The latest statement comes six months after CSE expressed concern over “alleged attempts by car companies to dilute” efficiency norms.

The organization has been at the forefront in the fight for air-quality in India’s rapidly developing cities. It was instrumental in getting the Courts to take cognizance of the air pollution problem in Delhi, even as the elected government failed to act against erring industries and vehicle owners.

The current efficiency and emission norms are being modeled on similar standards set by regulatory bodies in places like the European Union and the US. Once stipulated, car manufacturers will be forced to improve the efficiency and emissions of their products every year.

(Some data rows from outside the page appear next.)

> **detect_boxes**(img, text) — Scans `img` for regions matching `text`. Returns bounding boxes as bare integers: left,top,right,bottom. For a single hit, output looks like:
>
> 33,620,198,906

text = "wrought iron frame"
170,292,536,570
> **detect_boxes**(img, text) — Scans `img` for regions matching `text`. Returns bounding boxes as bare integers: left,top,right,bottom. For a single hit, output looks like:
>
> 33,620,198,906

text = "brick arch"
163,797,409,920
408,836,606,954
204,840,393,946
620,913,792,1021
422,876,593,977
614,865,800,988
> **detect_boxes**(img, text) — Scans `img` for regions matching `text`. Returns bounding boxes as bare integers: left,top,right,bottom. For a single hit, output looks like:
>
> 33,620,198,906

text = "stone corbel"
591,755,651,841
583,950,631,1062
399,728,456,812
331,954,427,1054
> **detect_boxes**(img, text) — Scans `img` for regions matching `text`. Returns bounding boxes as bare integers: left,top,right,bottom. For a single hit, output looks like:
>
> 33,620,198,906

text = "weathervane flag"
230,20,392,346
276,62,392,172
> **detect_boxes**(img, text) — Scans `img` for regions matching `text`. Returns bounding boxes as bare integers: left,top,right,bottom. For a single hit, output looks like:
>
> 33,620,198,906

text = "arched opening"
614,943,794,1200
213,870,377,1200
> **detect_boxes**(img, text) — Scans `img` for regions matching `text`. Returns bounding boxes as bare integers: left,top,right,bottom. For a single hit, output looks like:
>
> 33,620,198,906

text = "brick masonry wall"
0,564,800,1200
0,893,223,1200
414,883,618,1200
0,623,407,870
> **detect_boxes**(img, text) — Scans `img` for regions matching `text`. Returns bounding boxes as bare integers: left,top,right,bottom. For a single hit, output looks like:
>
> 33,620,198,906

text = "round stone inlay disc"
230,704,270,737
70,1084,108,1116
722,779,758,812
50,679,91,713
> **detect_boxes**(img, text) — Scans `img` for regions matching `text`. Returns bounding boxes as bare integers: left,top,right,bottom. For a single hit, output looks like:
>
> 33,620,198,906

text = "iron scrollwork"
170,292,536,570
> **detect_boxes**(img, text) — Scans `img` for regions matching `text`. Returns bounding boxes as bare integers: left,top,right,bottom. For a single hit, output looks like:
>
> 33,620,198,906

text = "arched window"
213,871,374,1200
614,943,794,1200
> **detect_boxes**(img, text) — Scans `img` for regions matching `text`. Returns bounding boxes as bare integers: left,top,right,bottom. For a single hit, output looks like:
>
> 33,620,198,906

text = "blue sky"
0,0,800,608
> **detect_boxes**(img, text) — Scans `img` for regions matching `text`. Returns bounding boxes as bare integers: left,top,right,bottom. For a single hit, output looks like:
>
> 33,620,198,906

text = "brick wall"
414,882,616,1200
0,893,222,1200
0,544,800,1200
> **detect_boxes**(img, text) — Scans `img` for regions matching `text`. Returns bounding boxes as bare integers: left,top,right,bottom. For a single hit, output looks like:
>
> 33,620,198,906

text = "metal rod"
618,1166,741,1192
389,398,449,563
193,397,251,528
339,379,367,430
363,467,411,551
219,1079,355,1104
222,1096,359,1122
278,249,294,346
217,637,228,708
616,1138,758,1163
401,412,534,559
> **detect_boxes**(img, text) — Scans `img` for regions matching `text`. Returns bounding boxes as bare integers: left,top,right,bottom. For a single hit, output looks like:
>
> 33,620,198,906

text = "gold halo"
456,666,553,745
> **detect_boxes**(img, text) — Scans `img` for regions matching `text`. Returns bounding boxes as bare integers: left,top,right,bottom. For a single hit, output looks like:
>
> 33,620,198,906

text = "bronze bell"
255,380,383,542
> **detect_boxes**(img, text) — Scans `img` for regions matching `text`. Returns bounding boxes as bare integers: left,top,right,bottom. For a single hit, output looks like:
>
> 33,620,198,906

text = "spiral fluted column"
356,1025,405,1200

However, CSE claimed, the BEE is using ‘clever ploys’ and vague definitions that may dilute their impact. For one, it pointed out, that actual mileage and emission figures are not being spelt out, but only a formula is being given.

“What the BEE proposal gives is only a complex set of equations and a slope of a standard line… all international regulations take care to mention the actual limit value or standard in the regulatory document…

“The people of the country are expected to figure out from this the corporate average fuel consumption standard for cars! But even that is not possible as the proposal does not share any data on sales, fuel consumption and weight of car models (needed to estimate the corporate average standards),” it pointed out.

The CSE, going by the indications given by BEE, said that company-specific targets may be so lax that some of the major carmakers will not have to do anything until 2015. According to CSE, Tata Motors and Hyundai were already meeting the proposed standard of 2015-16, while Maruti met the targets this year itself.

“Only after 2015 does the limit value get a little tighter, especially for heavier vehicles, but it is still not stringent enough,” CSE said.

“…in reality, the actual improvement targeted over the 10 years is a mere 1.2 per cent. This completely defies logic and is scientifically untenable. Why is the government of India giving legitimacy to motivated misinformation,” CSE asked.

Calling the proposals an “unholy mix of strategies,” CSE called for an independent official central registry database in the public domain to monitor emissions and efficiency standards and urged the government to look beyond industry representations, when deciding such norms.

“CSE is extremely concerned that the standards have been decided based only on deliberations with the automobile industry which is the target of these standards. This is a serious conflict of interest. All emissions regulations for vehicles so far — including the Auto Fuel Policy Roadmap — have been decided by well represented bodies and committees and broad-based consultation processes with a range of stakeholders,” it said.